Les dirigeants syndicaux
réformistes, acquis à la défense
de la compétitivité, tentent d’empêcher
un puissant mouvement
de lutte et de grèves. Comme à
chaque contre-réforme, la CFDT
se réjouit de retrouver dans la
réforme ses propositions. La
CGT rejette bien l’idée d’allonger
la durée de cotisation à 43 ans et
de toute modification du calcul
pour les fonctionnaires. La direction
de la CGT s’incrit dans l’agenda
de la bourgeoisie (« Nous
allons nous saisir de l’opportunité
de la conférence sociale des 20 et 21
juin pour porter le débat sur l’ensemble
des éléments qui permettrait
de relancer une véritable dynamique
de progrès social dans notre pays »,
disait-elle peu après la publication
du rapport Moreau) avec
des appels à une autre politique
de l’emploi, sans mobiliser les
travailleurs autrement que pour
la journée d’action du 10 septembre,
sans dénoncer sur le fond les
positions de la CFDT.
L’URCF appelle à la mobilisation
pour la défense de nos revendications,
du droit des travailleurs
âgés à profiter de leur retraite
et aux jeunes de trouver du
travail.
Les communistes ne préconisent
pas une autre réforme dans
le cadre de l’exploitation capitaliste,
mais luttent pour le renversement
du capitalisme et son
remplacement par une société
socialiste.

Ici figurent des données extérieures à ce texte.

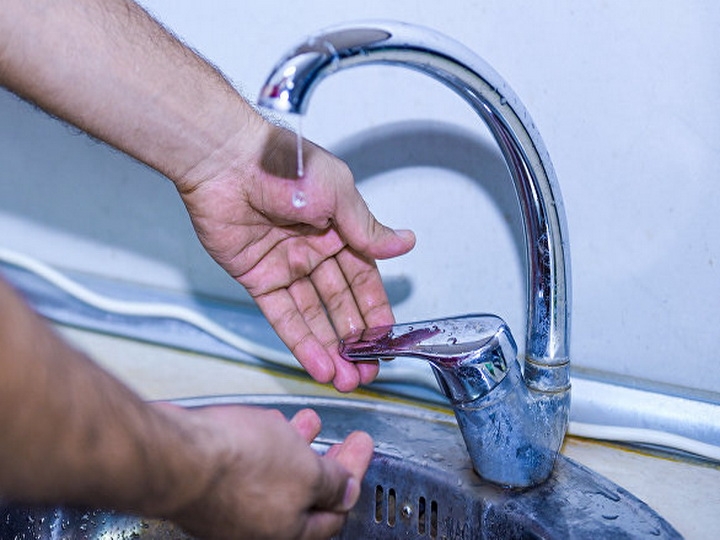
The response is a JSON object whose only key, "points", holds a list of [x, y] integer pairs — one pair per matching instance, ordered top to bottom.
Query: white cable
{"points": [[170, 311], [398, 374], [644, 436]]}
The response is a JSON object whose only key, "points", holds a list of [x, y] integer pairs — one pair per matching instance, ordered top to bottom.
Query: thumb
{"points": [[365, 234], [344, 466]]}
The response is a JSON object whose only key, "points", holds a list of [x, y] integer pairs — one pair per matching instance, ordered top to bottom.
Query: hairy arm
{"points": [[112, 70]]}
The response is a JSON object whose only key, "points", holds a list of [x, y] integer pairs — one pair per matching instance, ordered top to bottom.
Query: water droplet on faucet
{"points": [[299, 199]]}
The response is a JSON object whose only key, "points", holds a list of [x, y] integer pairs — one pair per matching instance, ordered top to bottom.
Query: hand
{"points": [[304, 248], [268, 483]]}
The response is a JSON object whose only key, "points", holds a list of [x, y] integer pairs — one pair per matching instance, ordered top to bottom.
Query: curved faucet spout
{"points": [[288, 88]]}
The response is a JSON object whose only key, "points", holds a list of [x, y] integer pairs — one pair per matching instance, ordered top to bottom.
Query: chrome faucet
{"points": [[513, 423]]}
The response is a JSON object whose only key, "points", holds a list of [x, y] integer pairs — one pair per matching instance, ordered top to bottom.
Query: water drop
{"points": [[299, 200]]}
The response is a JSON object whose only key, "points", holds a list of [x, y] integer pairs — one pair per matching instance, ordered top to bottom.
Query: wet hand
{"points": [[304, 248]]}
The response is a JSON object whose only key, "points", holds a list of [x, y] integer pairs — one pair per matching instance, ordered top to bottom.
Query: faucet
{"points": [[513, 420]]}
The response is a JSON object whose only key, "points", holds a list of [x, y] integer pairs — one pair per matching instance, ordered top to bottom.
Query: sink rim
{"points": [[420, 455]]}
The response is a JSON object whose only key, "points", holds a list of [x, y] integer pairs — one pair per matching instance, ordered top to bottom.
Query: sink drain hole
{"points": [[379, 503], [392, 507], [386, 512], [421, 515], [433, 519]]}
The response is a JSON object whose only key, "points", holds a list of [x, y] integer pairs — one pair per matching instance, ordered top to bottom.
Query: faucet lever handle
{"points": [[469, 354]]}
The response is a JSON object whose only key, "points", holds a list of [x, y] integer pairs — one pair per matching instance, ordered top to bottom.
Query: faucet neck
{"points": [[548, 289]]}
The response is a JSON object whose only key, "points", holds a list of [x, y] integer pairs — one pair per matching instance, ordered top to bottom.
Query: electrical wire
{"points": [[283, 359], [644, 436]]}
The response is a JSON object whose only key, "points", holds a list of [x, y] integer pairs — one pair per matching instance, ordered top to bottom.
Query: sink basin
{"points": [[420, 484]]}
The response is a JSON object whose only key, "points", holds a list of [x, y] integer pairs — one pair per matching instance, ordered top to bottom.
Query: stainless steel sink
{"points": [[420, 484]]}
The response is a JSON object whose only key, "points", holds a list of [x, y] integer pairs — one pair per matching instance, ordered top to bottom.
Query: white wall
{"points": [[624, 94]]}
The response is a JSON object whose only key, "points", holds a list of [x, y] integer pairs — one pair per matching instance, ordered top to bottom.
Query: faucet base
{"points": [[514, 434]]}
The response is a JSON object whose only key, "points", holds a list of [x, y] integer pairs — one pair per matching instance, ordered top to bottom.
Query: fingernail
{"points": [[405, 233], [352, 494]]}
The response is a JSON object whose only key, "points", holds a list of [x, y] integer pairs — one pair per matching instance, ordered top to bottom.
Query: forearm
{"points": [[110, 69], [73, 434]]}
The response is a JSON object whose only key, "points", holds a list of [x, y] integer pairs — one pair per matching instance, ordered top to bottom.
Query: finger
{"points": [[362, 231], [337, 297], [281, 311], [346, 375], [307, 423], [354, 454], [351, 456], [323, 524]]}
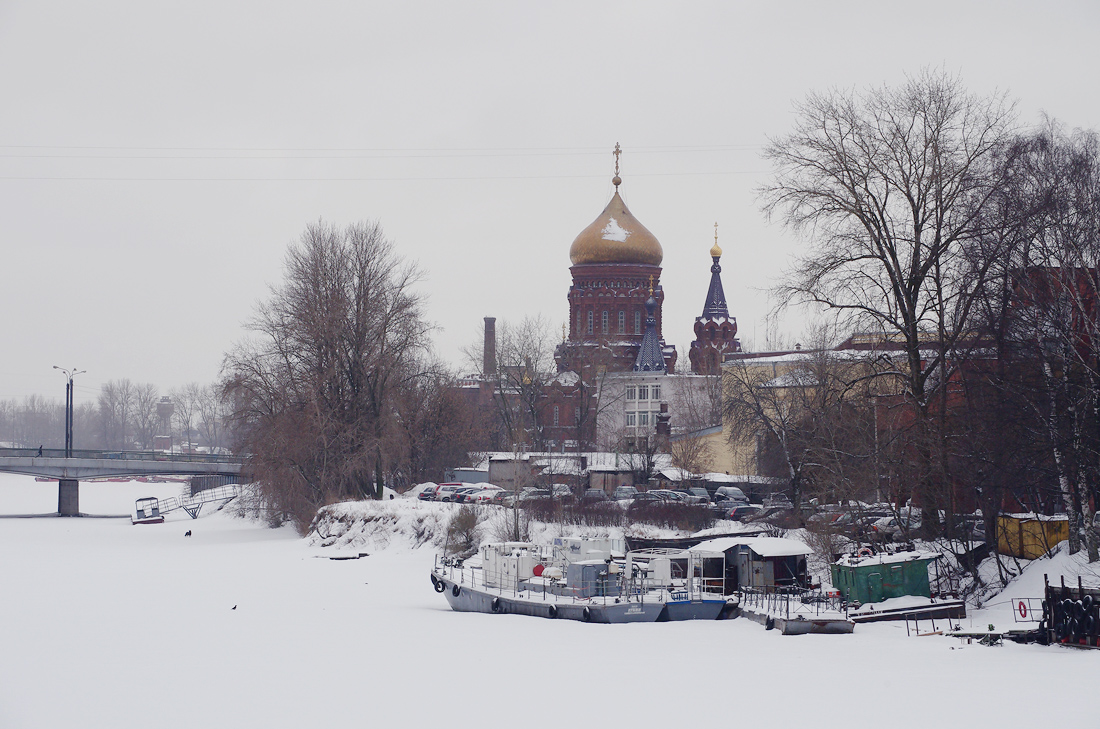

C’est en effet dans une
société où les moyens de production
et d’échanges n’appartiennent
plus à des propriétaires privés
et où la production est orientée
vers la satisfaction des besoins
de la population travailleuse que
le droit à une retraite paisible est
pleinement garanti.

L’URCF propose comme revendications
le retour à la retraite
à 60 ans au bout de 37,5 annuités,
la nationalisation des monopoles
capitalistes, qui constitue un axe
de lutte pour défendre et sauvegarder
les emplois. Et si cela ne
suffit pas, il y a encore les milliards
d’euros que le gouvernement
s’apprête à engloutir dans
une agression contre la Syrie
pour lui voler son gaz et briser un
des maillons de l’axe de la Résistance
à la sainte-alliance : USA,
Israël, France, Qatar, Turquie
Arabie Saoudite et autres islamofascistes.
Ensuite, il faut instaurer
le contrôle ouvrier sur les caisses
de retraite qui doivent être gérées
exclusivement par les travailleurs.
Pour l’emploi, la diminution
du temps de travail sans annualisation
et avec embauches
obligatoires.

(1) Le Marxisme nous enseigne que
la journée de travail se divise en deux
parts inégales : la partie payée (le salaire,
qui est toujours inférieur au prix
de la force de travail), et la partie gratuite,
où se dégage la plus-value empochée
par le Capital. En moyenne, en
France, 3 heures de travail payées pour
5 heures de travail gratuites. C’est le
coeur de l’exploitation capitaliste.